JC – Nos contos, os personagens estão oscilando entre dois estados: estão completamente dopados ou completamente obsessivos. Esse é um retrato do nosso mundo hoje? Há uma afirmação política em constatar isso?
LÍSIAS –
Concordo. Acho que as personagens oscilam entre essas duas condições, permanecendo nesse arco com algumas variações. Acho que essa pode ser uma boa metonímia para o nosso mundo, com a ressalva de que na minha opinião existem novas patologias, ainda pouco observadas. Sem dúvida a utilização desse recurso é um ato estético e, ao mesmo tempo, político.
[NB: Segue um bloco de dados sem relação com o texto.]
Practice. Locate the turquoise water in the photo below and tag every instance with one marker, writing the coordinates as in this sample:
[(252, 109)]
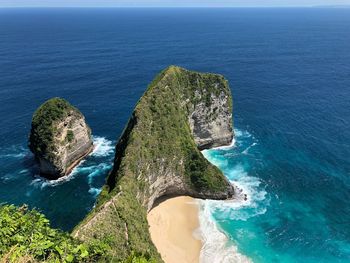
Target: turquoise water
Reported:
[(290, 225), (289, 70)]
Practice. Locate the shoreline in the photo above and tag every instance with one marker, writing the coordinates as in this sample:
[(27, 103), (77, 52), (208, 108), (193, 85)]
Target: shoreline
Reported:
[(173, 224)]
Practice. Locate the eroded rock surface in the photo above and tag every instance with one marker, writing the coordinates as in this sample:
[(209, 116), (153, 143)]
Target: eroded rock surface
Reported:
[(59, 138), (159, 155)]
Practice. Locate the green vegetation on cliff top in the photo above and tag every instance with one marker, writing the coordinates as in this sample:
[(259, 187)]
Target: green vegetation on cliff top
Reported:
[(156, 140), (43, 128)]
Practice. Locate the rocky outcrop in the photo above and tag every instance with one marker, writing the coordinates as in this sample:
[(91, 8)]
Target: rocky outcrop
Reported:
[(159, 155), (59, 138), (211, 120)]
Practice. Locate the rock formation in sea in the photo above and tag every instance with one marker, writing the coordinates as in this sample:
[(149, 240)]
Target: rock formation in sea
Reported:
[(158, 154), (59, 137)]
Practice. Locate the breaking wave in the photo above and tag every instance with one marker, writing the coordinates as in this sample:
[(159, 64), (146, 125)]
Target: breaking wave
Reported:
[(89, 167), (251, 200)]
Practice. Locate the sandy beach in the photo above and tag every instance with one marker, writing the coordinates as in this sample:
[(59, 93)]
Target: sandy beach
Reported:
[(172, 225)]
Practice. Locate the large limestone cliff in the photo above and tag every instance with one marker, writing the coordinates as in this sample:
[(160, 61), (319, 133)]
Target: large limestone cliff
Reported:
[(59, 137), (159, 155)]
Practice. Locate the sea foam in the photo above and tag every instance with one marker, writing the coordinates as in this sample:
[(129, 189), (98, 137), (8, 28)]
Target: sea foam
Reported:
[(250, 200), (103, 148), (216, 246)]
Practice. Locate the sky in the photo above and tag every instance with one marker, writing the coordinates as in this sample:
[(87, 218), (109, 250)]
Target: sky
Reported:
[(170, 3)]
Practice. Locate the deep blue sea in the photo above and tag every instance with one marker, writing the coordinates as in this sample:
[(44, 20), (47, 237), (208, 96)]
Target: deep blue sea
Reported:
[(289, 71)]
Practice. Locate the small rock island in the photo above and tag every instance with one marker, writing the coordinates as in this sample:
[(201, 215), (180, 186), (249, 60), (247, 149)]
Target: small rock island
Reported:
[(59, 138)]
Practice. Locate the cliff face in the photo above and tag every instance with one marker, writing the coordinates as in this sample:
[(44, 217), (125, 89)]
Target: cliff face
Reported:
[(211, 120), (158, 155), (59, 137)]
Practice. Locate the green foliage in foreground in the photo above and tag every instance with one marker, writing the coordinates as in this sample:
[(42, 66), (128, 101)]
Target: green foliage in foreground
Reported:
[(26, 236), (157, 140)]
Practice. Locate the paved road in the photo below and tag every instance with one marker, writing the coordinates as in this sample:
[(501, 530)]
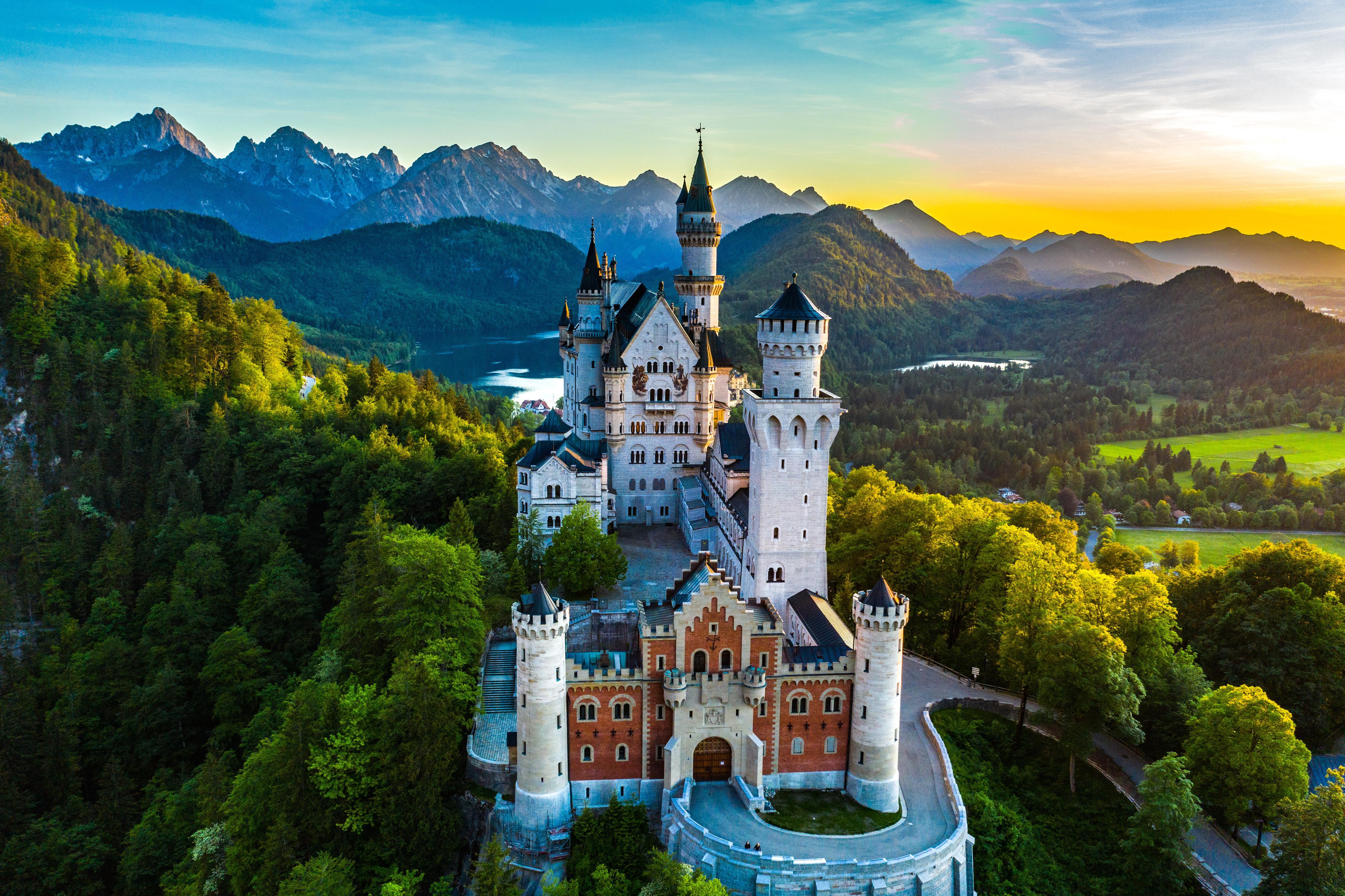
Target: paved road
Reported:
[(930, 817)]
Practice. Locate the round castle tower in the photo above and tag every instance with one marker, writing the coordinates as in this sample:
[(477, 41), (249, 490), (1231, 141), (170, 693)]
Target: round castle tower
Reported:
[(876, 710), (543, 789), (793, 337)]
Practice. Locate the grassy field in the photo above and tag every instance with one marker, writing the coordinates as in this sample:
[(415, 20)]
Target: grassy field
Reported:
[(1308, 451), (825, 812), (1218, 547)]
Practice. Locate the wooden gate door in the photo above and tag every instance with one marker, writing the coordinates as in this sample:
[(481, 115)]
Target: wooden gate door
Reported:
[(713, 759)]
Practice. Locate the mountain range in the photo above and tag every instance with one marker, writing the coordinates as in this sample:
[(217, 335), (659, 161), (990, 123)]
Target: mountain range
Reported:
[(292, 187)]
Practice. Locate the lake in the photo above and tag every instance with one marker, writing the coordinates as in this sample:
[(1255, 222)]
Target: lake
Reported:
[(521, 368), (965, 362)]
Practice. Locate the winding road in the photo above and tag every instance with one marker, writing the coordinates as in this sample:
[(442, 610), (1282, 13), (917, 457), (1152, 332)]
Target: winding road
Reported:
[(930, 817)]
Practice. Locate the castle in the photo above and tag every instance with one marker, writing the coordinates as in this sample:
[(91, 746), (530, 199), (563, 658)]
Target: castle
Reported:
[(743, 672)]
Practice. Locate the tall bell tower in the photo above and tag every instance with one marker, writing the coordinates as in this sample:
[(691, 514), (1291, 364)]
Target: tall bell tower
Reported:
[(793, 422), (697, 229)]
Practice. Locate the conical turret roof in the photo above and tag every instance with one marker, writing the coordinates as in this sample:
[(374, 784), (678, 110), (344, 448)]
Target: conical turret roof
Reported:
[(541, 603), (699, 198), (592, 280), (793, 305), (880, 595)]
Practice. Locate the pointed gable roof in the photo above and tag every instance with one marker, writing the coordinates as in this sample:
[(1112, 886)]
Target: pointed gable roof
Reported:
[(793, 305), (552, 424), (592, 280)]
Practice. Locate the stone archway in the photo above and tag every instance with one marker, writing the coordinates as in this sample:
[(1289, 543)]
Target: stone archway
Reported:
[(713, 761)]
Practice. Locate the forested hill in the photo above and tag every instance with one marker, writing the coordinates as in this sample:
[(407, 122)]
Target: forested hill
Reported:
[(239, 630), (887, 310), (1200, 326), (463, 275)]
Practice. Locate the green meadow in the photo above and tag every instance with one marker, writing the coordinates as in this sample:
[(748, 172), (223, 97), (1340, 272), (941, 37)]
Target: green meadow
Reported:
[(1218, 547), (1309, 453)]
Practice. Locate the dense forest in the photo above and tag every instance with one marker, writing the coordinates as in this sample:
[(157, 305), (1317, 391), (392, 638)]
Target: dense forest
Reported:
[(241, 630), (458, 275)]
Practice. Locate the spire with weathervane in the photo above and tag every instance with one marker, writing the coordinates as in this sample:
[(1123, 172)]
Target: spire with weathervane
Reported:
[(697, 229)]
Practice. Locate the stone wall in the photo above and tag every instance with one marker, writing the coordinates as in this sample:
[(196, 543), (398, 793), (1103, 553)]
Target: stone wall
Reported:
[(945, 870)]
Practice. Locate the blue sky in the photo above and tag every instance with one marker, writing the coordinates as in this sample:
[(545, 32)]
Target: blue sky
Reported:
[(1129, 118)]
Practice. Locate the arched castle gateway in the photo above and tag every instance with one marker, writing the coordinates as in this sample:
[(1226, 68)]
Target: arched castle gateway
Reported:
[(742, 679)]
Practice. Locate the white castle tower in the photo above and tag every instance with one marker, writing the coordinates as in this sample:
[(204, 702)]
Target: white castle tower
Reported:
[(543, 789), (793, 423), (880, 618), (699, 282)]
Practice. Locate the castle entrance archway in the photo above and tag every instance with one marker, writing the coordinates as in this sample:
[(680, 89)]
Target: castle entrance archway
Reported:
[(713, 761)]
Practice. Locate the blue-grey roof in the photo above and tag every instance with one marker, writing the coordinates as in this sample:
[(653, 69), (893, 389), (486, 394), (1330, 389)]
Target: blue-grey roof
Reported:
[(821, 619), (793, 305), (575, 453), (1317, 767), (735, 443), (540, 602), (829, 654), (553, 424)]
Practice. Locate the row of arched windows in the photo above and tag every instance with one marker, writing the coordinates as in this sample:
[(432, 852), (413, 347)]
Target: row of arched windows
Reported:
[(622, 754)]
JC – Em Tólia, o narrador do conto fala que a literatura e o xadrez funcionaram para ele como um “instrumento de autoanálise”. De alguma forma, a sua escrita tem essa pulsão? É possível expurgar algo na ficção?
LÍSIAS –
Pode ser que sim, mas desde que seja observado um detalhe: o que está sendo analisado também é ficcional. Se formos cuidadosos com esse detalhe e passarmos por todos os espaços admitindo que são todos fictícios, pode-se expurgar muita coisa, mas será também um expurgo ficcional.
 
JC – Alguns dos seus contos que circularam em plaquetes e revistas se tornaram, depois, o argumento de romances, especialmente no caso de Divórcio. Como uma narrativa breve se impõe como um texto mais longo? Que sensação o leva a continuar trabalhando em um tema, ampliando-o?
LÍSIAS –
Eu acho que a sensação de não ter conseguido tirar tudo de uma questão estética faz com que os gêneros variem. Aliás, é por isso que continuo escrevendo todos os dias: atrás dessa satisfação que parece tão distante e fugaz e que é ao mesmo tempo tão desejada. Apenas um detalhe: não apenas com Divórcio há contos e um romance, acho que com O céu dos suicidas, inclusive, essa variação foi ainda maior.
 
JC – Você coloca seu nome e alguns traços seus em suas histórias – tanto que elas foram confundidas como parcialmente reais e, novamente, o caso mais extremo é Divórcio. Essa confusão o assusta, de alguma forma? Ao mesmo tempo, é algo sedutor brincar com essa confusão?
LÍSIAS –
No início da publicação do romance Divórcio tudo foi bastante difícil para mim, inclusive o repentino sucesso comercial do livro. Mas hoje eu apenas observo, na maioria das vezes indiferente, e em algumas espantado, como se pode ler de forma tão enviesada. Ou melhor, cada um se revela na maneira também como lê. Divórcio revelou muita gente e parece que continuará revelando!
 
JC – O conto Autoficção também traz uma espécie de “vingança” literária contra o jornalismo, tanto a partir da linguagem quanto a partir dos seus procedimentos. Esses defeitos do jornalismo o atingiram, em algum momento? Há uma provocação para que a mídia reflita sobre como atua?
LÍSIAS –
Como eu disse, nas semanas seguintes à publicação de Divórcio, muita coisa me assustou, inclusive a reação histérica de alguns setores do jornalismo, e também a leitura de má-fé de alguns membros desse mesmo grupo. No entanto, aos poucos tudo foi sendo colocado no seu devido lugar. Hoje, posso dizer que é um pequeno grupo de “desavisados” no meio da imprensa que continua dizendo que meu livro é x ou y, e que eu sou A ou B. Com a grande parte da imprensa, por outro lado, tenho uma relação bastante saudável. Por fim, vale enfatizar que recebi uma quantidade imensa de e-mails e mensagens de jornalistas dizendo que tinham adorado o meu livro.
 
JC – Algo que me impressiona muito em Concentração e outros contos é a capacidade dos textos de formularem na linguagem o que vivem os personagens. Esse trabalho na forma e na linguagem é mais importante para você que os temas dos contos?
LÍSIAS –
Na verdade é isso que cria os temas. Fico feliz que essa questão esteja agora aparecendo bastante.